Too often when we talk about or think about innovation we are thinking about a software product, some app, or some new medical device or technological game changer. Those things are great and I am all for them, but I must emphasize that ideas and actions can constitute innovations also. I am very hopeful about the potential to lower the total cost of care through more effective patient engagement, especially in the self management of health and chronic disease. It should be possible to envision a day when a hospital admission for an ambulatory sensitive diagnosis is a “never event.” That is an audacious goal. I do not think that current processes of ambulatory care will ever get us there. Innovations may.

To put it bluntly, for most people getting care from their doctor is a frustrating experience. Time is wasted, patients and their families are inconvenienced because care is delivered in a way to maximize the financial yield. I know that your practice or hospital is not like this. But remember you are a small part of the vast system of care in this country.

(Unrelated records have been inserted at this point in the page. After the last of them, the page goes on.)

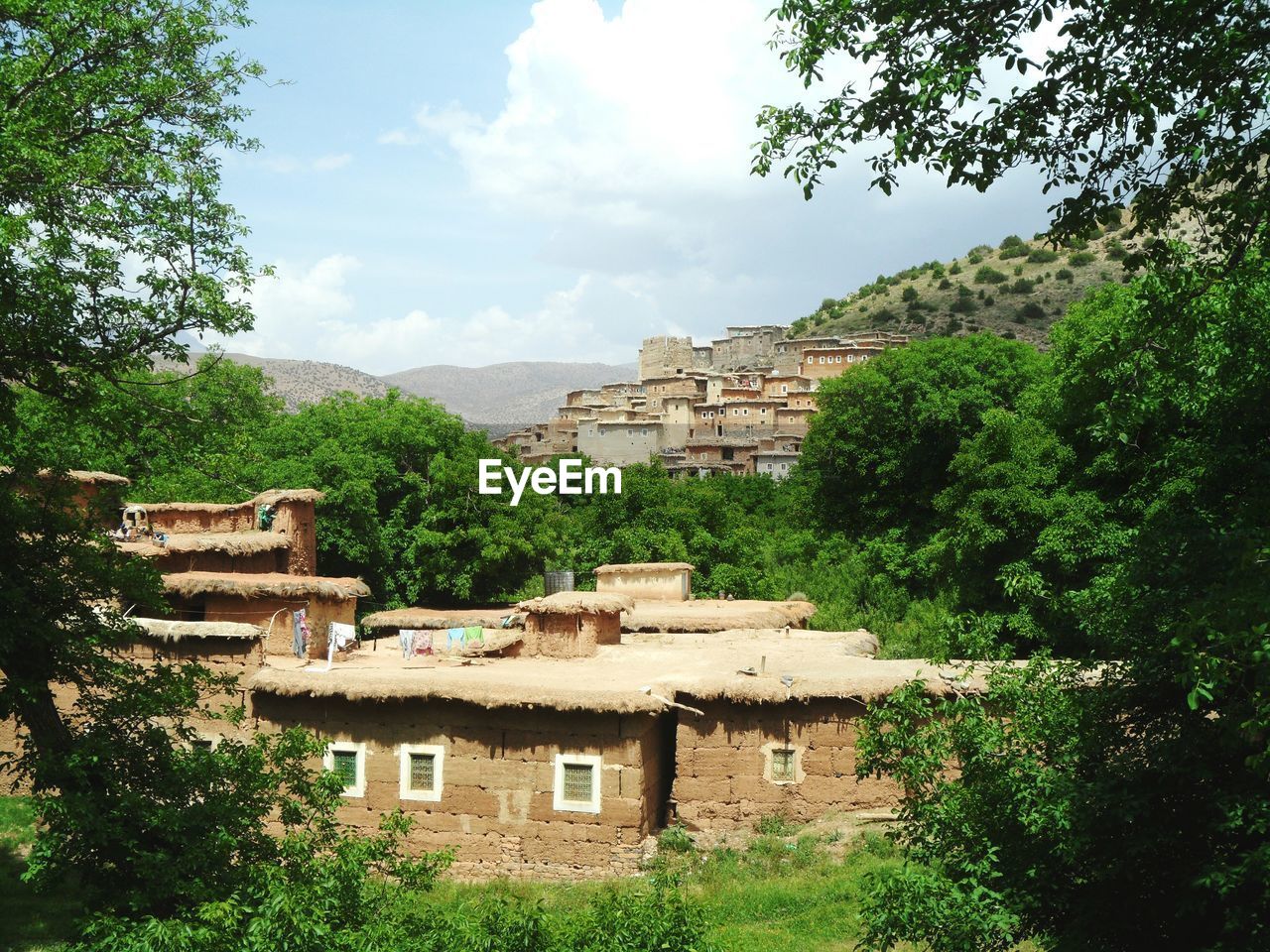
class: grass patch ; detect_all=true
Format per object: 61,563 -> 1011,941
0,797 -> 82,952
0,797 -> 898,952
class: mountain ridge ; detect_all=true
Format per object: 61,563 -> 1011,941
155,348 -> 638,434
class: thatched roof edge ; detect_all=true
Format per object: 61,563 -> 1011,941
132,618 -> 266,641
361,607 -> 525,631
594,562 -> 694,575
516,591 -> 635,615
163,572 -> 371,598
248,667 -> 664,713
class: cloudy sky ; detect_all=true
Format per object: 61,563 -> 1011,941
209,0 -> 1047,373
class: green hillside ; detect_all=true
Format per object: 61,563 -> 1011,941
790,214 -> 1168,344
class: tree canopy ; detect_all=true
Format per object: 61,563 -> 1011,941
753,0 -> 1270,257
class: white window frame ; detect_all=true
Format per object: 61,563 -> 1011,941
552,754 -> 604,813
398,744 -> 445,803
321,740 -> 366,797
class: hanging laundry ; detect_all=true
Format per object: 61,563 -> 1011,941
398,629 -> 419,657
326,622 -> 357,652
291,608 -> 309,657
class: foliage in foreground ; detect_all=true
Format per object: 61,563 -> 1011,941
861,255 -> 1270,951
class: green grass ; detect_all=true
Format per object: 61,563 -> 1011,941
0,797 -> 80,952
411,833 -> 898,952
0,797 -> 897,952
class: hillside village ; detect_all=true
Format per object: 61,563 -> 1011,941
494,323 -> 909,480
0,474 -> 954,879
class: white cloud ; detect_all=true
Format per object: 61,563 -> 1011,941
203,254 -> 649,373
381,0 -> 799,214
258,153 -> 353,176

The ambulatory practice financed by fee for service revenue is usually an impossible environment in which to attempt to promote patient engagement or pass on the tools of self management. All of the drivers point toward a quick visit billed at the highest possible level with the earliest possible return of the patient. The principles and possibilities of the “experience economy” described almost twenty years ago by Pine and Gilmore have not penetrated this reality, despite all the attempts by enlightened organizations to act like the Ritz-Carlton or despite all the Press Ganey surveys.

I have the hope that someday all of our innovations will come together to yield

…Care better than we’ve seen, health better than we’ve ever known, cost we can afford,…for every person, every time,…in settings that support caregiver wellness…

Innovation will be an important part of that future success, but realizing its real potential will require transformational change.